After a while, the constant cycle of downtime and recovery became annoying enough that I was ready to blow it all up and try a new approach.

V3 (You Are Here): Kubernetes All The Things!

After my battles with OpenStack, I had one overarching goal for the next homelab iteration: availability. Specifically, I wanted my lab to be able to tolerate a server going down without catastrophic consequences, and I wanted recovery to be relatively seamless. Also, I didn't want my home internet to get messed up if the homelab cluster went down (which had happened from time to time with the previous setup).

I ended up deploying a bare-metal Kubernetes cluster with three servers. To avoid any possibility of networking circular dependencies, I pulled everything network-related out of the cluster. My router/firewall runs VyOS on a mini-PC, and there are two "net service" Raspberry Pis running DNS servers and some related things like NTP servers. (This is an exception to my "two servers are worse than one" rule because DNS is stateless.)

The biggest roadblock to going "full Kubernetes" was the FreeNAS (now TrueNAS) VM I was using as a storage server. I solved this using Kubevirt, which is a nifty way of running VMs on top of Kubernetes. Kubevirt has been solid, even with exotic requirements like PCI passthrough—here is the YAML definition for the VM if you're curious.

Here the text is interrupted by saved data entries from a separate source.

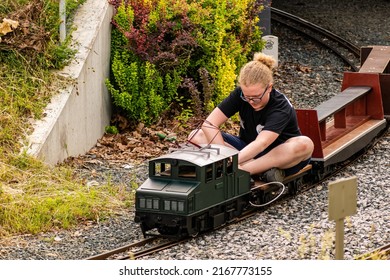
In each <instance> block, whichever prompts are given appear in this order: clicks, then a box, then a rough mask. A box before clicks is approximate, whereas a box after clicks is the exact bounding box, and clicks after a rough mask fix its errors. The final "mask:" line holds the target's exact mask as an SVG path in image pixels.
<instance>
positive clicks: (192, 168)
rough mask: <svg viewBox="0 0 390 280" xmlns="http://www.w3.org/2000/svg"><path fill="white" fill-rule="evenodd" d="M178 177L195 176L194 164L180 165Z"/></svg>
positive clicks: (195, 174)
mask: <svg viewBox="0 0 390 280" xmlns="http://www.w3.org/2000/svg"><path fill="white" fill-rule="evenodd" d="M179 177H181V178H193V179H195V178H196V166H194V165H180V166H179Z"/></svg>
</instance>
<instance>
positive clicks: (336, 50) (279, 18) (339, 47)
mask: <svg viewBox="0 0 390 280" xmlns="http://www.w3.org/2000/svg"><path fill="white" fill-rule="evenodd" d="M271 20H272V21H273V22H278V23H280V24H283V25H285V26H287V27H288V28H291V29H293V30H295V31H297V32H299V33H301V34H304V35H305V36H307V37H309V38H310V39H311V40H314V41H317V42H318V43H320V44H321V45H323V46H325V47H326V48H328V49H330V50H331V51H332V52H334V53H335V54H336V55H337V56H338V57H340V58H341V59H342V60H343V61H344V62H345V63H346V64H347V65H348V66H350V67H351V68H352V69H353V71H355V72H357V71H358V70H359V69H358V66H357V65H359V64H360V48H359V47H358V46H355V45H354V44H352V43H351V42H349V41H347V40H345V39H344V38H341V37H340V36H338V35H337V34H334V33H332V32H330V31H329V30H326V29H324V28H322V27H320V26H318V25H316V24H314V23H311V22H309V21H307V20H305V19H302V18H300V17H297V16H295V15H292V14H289V13H287V12H285V11H282V10H278V9H275V8H271Z"/></svg>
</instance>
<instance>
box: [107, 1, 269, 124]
mask: <svg viewBox="0 0 390 280" xmlns="http://www.w3.org/2000/svg"><path fill="white" fill-rule="evenodd" d="M261 2H262V1H256V0H243V1H241V0H234V1H226V0H216V1H211V0H200V1H194V0H130V1H122V0H111V1H110V3H111V4H112V5H114V6H115V8H116V13H115V15H114V18H113V25H114V27H115V28H114V30H113V33H112V38H113V39H112V77H111V79H110V80H109V81H107V86H108V88H109V90H110V92H111V94H112V96H113V100H114V104H115V105H116V106H117V107H118V108H119V110H120V111H122V112H123V113H124V114H125V115H126V116H127V117H128V118H129V119H130V120H131V121H133V122H134V123H137V122H138V121H142V122H145V123H147V124H150V123H152V122H154V121H156V120H157V119H158V118H159V117H160V115H161V114H162V113H164V112H166V111H167V110H171V111H173V112H175V114H176V115H180V114H181V111H182V110H184V112H185V113H184V114H183V115H187V116H188V114H189V113H190V111H193V112H194V113H195V115H196V116H197V117H200V116H201V115H204V114H205V113H208V112H210V110H211V109H212V108H214V106H215V105H216V104H217V103H218V102H220V101H221V100H222V99H223V98H224V97H225V96H226V95H227V94H228V93H229V92H230V91H231V90H232V89H233V88H234V86H235V80H236V75H237V72H238V69H239V68H240V67H241V66H242V64H243V63H245V62H246V61H247V59H248V58H251V57H252V55H253V53H254V52H255V51H259V50H261V48H262V41H261V32H260V29H259V27H258V26H257V22H258V14H259V12H260V10H261V9H262V5H261ZM183 100H186V101H187V102H183ZM177 101H179V102H177ZM189 110H190V111H189ZM183 115H181V116H183Z"/></svg>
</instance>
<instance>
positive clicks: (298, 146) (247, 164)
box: [240, 136, 314, 174]
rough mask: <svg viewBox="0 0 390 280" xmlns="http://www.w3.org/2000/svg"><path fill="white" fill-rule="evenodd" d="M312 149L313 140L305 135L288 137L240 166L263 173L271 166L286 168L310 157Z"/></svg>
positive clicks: (313, 146)
mask: <svg viewBox="0 0 390 280" xmlns="http://www.w3.org/2000/svg"><path fill="white" fill-rule="evenodd" d="M313 149H314V145H313V142H312V141H311V139H310V138H308V137H306V136H298V137H294V138H290V139H289V140H287V141H286V142H285V143H283V144H281V145H279V146H277V147H275V148H274V149H272V150H271V151H270V152H268V153H267V154H265V155H264V156H262V157H259V158H257V159H254V160H251V161H247V162H245V163H243V164H241V166H240V168H241V169H243V170H246V171H248V172H250V173H251V174H259V173H263V172H265V171H267V170H269V169H271V168H273V167H278V168H280V169H286V168H289V167H293V166H295V165H297V164H298V163H300V162H301V161H303V160H306V159H308V158H310V156H311V154H312V152H313Z"/></svg>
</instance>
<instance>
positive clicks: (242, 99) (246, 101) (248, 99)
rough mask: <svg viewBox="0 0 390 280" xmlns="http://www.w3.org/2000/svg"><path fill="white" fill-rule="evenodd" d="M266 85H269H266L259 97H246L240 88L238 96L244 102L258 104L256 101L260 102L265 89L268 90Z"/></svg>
mask: <svg viewBox="0 0 390 280" xmlns="http://www.w3.org/2000/svg"><path fill="white" fill-rule="evenodd" d="M268 87H269V85H267V87H266V88H265V90H264V92H263V94H261V95H260V96H259V97H246V96H245V95H244V93H243V92H242V90H241V94H240V97H241V99H242V100H244V101H245V102H252V103H253V104H258V103H260V102H261V99H263V97H264V95H265V93H266V92H267V90H268Z"/></svg>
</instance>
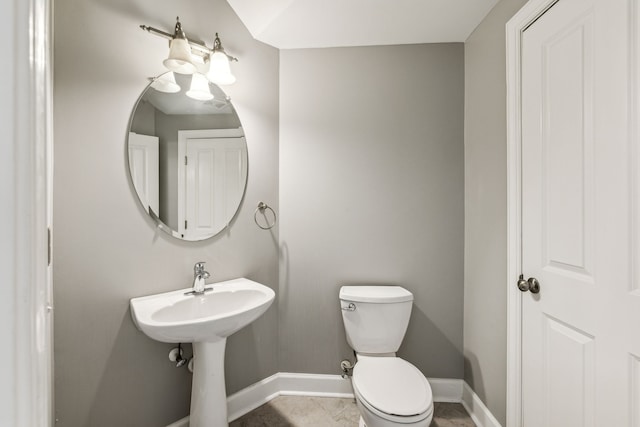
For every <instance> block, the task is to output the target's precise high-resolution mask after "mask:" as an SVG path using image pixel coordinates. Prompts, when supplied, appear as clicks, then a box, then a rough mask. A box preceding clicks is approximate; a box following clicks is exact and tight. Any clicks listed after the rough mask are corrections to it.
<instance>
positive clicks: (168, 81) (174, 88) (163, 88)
mask: <svg viewBox="0 0 640 427" xmlns="http://www.w3.org/2000/svg"><path fill="white" fill-rule="evenodd" d="M151 87H152V88H154V89H155V90H157V91H158V92H164V93H177V92H180V86H179V85H178V84H177V83H176V77H175V75H174V74H173V72H172V71H169V72H168V73H164V74H163V75H161V76H160V77H158V78H157V79H155V80H154V81H153V83H151Z"/></svg>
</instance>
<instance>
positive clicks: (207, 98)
mask: <svg viewBox="0 0 640 427" xmlns="http://www.w3.org/2000/svg"><path fill="white" fill-rule="evenodd" d="M187 96H188V97H189V98H192V99H197V100H198V101H208V100H210V99H213V94H212V93H211V90H210V89H209V80H207V78H206V77H205V76H204V74H200V73H194V74H193V76H192V77H191V87H190V88H189V91H188V92H187Z"/></svg>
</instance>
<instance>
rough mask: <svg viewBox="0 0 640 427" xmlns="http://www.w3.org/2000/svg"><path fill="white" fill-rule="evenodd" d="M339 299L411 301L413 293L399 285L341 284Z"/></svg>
mask: <svg viewBox="0 0 640 427" xmlns="http://www.w3.org/2000/svg"><path fill="white" fill-rule="evenodd" d="M340 299H341V300H344V301H355V302H370V303H378V304H388V303H394V302H405V301H413V294H412V293H411V292H409V291H408V290H406V289H405V288H403V287H401V286H343V287H341V288H340Z"/></svg>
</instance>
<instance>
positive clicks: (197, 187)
mask: <svg viewBox="0 0 640 427" xmlns="http://www.w3.org/2000/svg"><path fill="white" fill-rule="evenodd" d="M183 143H184V151H185V165H184V176H185V179H184V183H185V185H184V190H183V191H184V197H181V199H183V200H184V210H183V215H184V218H183V220H182V221H180V224H179V225H180V226H181V227H182V228H183V230H182V231H181V232H182V233H183V236H184V237H185V238H188V239H199V238H202V237H203V236H210V235H212V234H216V233H218V232H219V231H220V230H222V229H223V228H225V227H227V226H228V223H227V221H228V220H231V218H233V216H234V214H235V212H236V209H237V207H238V205H239V203H240V201H241V200H242V196H243V194H244V185H245V180H246V173H247V170H246V167H247V162H246V157H247V156H246V143H245V140H244V138H243V137H230V138H222V137H214V138H200V137H191V136H190V137H187V138H184V142H183Z"/></svg>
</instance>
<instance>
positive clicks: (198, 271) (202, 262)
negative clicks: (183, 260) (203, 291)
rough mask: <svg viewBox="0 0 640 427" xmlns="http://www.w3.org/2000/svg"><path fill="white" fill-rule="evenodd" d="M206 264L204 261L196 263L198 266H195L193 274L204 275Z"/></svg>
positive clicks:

Aside from networking and a smattering of Kubevirt VMs, everything I host runs on Kubernetes (including this blog and my mailing list). The overall architecture looks something like this:

Availability has been much better than the with OpenStack iteration (otherwise I wouldn't be comfortable hosting a blog on it). I still run into the occasional homelab-related uptime challenge (like last week a rat chewed through the fiber internet cable), but recovery is usually pretty painless.

What's Next?

I'm pretty happy with the current setup, so the future will probably be "more of the same". I'll continue deploying applications that seem interesting and probably add some more compute power at some point.

I also want to write some more deep-dives about my homelab and related topics. I've taken on some interesting projects like:

  • K8s node provisioning using Terraform and network booting
  • Encryption at rest and in transit for pretty much everything (with minimal manual intervention)
  • Declarative firewall management with VyOS and Ansible
  • Hardware-virtualized VM networking with SR-IOV
  • GitOps CD with deterministic Go builds and deployments

Let me know in the comments (self-hosted of course) if there's something you'd find interesting to cover. (I had to turn off the comments so just drop me a line.)



There's a quick reference to OpenStack in one of my early blog posts to give a sense of the timeframe.